He walked back to his bunk and sat down, hands linked behind his head, legs crossed.
“Eat your peas, Roland. A clear conscience isn’t the only thing I envy about you.”
****
The crèche was normally rather quiet. Rows upon rows of tanks filled with light green fluid and shadows of the people growing within generated little noise beyond the hum of generators and the very rare thump of an appendage against the glass as a procedural’s body twitched as some memory was etched into its brain.
Today, the sound of footfalls and muffled conversation echoed between the tanks.
Stacey Ibarra walked down the narrow maintenance pathway bisecting the crèche.
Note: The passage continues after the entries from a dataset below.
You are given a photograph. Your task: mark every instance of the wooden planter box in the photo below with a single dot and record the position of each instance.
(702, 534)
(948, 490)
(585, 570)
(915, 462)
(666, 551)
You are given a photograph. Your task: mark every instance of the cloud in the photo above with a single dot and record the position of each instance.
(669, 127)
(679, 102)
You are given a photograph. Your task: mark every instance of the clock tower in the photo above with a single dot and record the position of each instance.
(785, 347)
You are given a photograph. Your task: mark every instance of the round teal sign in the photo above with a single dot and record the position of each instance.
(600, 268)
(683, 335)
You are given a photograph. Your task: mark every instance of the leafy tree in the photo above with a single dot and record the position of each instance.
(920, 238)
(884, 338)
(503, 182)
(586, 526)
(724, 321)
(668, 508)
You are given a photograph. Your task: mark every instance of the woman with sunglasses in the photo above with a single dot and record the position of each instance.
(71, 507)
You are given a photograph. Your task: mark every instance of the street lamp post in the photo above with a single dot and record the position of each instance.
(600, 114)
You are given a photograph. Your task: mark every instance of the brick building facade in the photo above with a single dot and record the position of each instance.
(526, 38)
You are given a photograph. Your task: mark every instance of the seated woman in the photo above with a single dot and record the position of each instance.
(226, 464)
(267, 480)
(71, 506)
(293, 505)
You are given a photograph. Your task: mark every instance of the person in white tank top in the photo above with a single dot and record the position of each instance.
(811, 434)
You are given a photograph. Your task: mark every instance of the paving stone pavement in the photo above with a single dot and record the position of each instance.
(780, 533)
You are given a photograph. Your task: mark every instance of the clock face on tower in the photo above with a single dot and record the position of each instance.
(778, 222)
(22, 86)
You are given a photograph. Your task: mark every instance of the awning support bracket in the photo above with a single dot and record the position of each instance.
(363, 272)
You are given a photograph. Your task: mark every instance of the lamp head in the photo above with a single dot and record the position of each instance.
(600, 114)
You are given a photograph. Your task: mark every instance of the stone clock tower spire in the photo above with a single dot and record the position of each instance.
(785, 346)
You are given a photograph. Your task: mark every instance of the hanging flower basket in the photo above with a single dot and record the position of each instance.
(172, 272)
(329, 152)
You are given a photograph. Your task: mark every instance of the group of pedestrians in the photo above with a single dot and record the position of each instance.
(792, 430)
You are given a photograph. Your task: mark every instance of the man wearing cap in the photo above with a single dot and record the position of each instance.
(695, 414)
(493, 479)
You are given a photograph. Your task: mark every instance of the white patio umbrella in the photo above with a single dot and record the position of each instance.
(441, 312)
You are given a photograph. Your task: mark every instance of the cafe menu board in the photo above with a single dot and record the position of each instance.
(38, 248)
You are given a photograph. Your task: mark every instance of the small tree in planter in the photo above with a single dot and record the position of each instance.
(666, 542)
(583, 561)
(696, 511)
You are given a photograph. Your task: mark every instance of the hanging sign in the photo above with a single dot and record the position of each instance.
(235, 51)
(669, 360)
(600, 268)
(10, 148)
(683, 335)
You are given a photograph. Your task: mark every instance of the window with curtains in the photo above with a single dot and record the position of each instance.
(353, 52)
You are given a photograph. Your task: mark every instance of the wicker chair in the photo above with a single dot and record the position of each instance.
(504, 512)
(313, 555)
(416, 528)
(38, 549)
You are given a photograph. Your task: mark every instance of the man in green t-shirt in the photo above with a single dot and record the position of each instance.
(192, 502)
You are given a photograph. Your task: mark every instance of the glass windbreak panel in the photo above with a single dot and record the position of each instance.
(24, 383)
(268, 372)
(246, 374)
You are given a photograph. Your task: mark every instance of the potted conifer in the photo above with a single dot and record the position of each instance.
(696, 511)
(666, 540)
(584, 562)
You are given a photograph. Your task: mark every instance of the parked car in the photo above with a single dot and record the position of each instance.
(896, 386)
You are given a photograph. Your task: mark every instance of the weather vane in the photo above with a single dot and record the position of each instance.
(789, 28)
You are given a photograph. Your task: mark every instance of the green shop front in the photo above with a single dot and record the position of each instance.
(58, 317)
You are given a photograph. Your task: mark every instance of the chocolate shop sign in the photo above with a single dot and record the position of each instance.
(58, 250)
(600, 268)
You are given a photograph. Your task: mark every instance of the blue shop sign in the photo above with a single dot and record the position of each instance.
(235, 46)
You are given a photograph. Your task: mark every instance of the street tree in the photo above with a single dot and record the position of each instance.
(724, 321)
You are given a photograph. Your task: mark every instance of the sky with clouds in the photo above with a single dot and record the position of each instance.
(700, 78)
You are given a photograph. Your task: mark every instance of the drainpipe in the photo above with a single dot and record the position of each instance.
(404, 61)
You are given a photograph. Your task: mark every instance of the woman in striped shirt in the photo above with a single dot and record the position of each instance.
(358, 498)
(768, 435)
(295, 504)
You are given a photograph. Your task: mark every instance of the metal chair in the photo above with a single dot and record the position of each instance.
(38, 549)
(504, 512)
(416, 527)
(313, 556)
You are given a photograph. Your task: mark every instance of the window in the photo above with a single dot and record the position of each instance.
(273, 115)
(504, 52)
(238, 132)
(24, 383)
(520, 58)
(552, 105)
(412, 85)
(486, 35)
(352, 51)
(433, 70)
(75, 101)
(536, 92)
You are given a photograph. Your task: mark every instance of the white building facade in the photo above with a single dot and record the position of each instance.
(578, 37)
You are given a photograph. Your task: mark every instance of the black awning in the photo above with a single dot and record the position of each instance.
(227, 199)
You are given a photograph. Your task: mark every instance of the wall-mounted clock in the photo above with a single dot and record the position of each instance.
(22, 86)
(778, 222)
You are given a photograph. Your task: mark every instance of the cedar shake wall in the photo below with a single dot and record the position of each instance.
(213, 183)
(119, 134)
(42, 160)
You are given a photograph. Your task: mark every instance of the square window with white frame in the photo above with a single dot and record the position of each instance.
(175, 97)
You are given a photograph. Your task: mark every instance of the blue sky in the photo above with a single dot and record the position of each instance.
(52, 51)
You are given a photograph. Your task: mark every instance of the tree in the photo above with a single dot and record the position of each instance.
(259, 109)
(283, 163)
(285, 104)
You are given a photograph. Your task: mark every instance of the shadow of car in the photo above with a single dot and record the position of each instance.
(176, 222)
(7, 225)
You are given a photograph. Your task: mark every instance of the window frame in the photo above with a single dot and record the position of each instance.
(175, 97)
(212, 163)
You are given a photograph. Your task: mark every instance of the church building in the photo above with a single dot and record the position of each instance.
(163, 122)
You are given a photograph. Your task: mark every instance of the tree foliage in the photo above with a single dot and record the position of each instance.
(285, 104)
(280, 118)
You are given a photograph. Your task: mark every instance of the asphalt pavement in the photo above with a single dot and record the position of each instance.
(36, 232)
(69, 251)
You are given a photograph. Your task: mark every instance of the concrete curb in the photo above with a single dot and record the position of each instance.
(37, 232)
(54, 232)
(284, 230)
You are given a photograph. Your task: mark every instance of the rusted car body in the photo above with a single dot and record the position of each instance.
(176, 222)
She wore a long quilted overcoat, not because her metal body needed the warmth, but to keep from upsetting the delicate balance within the tanks.
Keeping pace beside her was a bald man with a drooping mustache and a lab coat.
“What do you need, Dr. Cummings?” she asked. “Production is down ten percent across Navarre’s crèches. We’re building ships faster than we can crew them. This is unacceptable.”
“My lady, I warned you…side projects would impact our operations. Nine days is the standard for a trained adult in all manner of military specialties. The Legionnaires take two more days as their physical attributes are a bit more difficult to bring forth while they’re in the tanks. Getting the growth hormones just right is difficult and there will be long term health repercussions.”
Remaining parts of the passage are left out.